Building Psychological Safety

Regarding psychological safety, Trapszo emphasized that it should be part of team culture:

"Psychological safety is something that every team should just have as part of its culture," she stated. "It's particularly visible when something goes wrong. When it comes to incidents, when it comes to things going wrong, it's a lot better to allow people to learn from that without blaming, without finger pointing, using blameless retros, because everybody can learn, versus having one person be miserable."

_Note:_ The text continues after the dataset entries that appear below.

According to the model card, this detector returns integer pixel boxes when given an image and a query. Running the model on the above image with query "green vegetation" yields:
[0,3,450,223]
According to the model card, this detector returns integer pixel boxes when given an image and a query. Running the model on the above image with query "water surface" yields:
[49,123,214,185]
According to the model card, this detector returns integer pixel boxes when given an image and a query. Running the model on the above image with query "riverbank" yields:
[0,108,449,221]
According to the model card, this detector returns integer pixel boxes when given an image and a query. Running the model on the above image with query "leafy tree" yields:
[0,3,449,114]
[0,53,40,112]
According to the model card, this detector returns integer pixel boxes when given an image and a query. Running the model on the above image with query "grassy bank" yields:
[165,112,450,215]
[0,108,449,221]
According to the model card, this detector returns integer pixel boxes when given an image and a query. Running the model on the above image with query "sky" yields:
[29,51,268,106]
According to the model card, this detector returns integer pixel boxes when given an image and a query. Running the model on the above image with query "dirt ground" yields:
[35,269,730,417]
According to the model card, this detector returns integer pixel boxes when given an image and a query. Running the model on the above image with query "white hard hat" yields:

The Path to Lasting Technical Influence

Trapszo's presentation offers a clear framework for senior ICs looking to expand their influence:

  1. Build clarity through pattern recognition: Look for familiar patterns in new problems to avoid unnecessary complexity.
  2. Create alignment through shared understanding: Ensure teams have consistent interpretations of requirements and specifications.
  3. Scale yourself through documentation: Capture decision rationale so others can make good decisions without you.
  4. Teach through example: Demonstrate the behaviors you want to see in others.

As Trapszo summarized: "Your code might scale a system, but your experience and clarity scales organizations. This is the kind of impact that lasts."

For senior ICs looking to grow their impact beyond individual contributions, these strategies provide a practical path to becoming technical leaders who multiply the effectiveness of entire teams.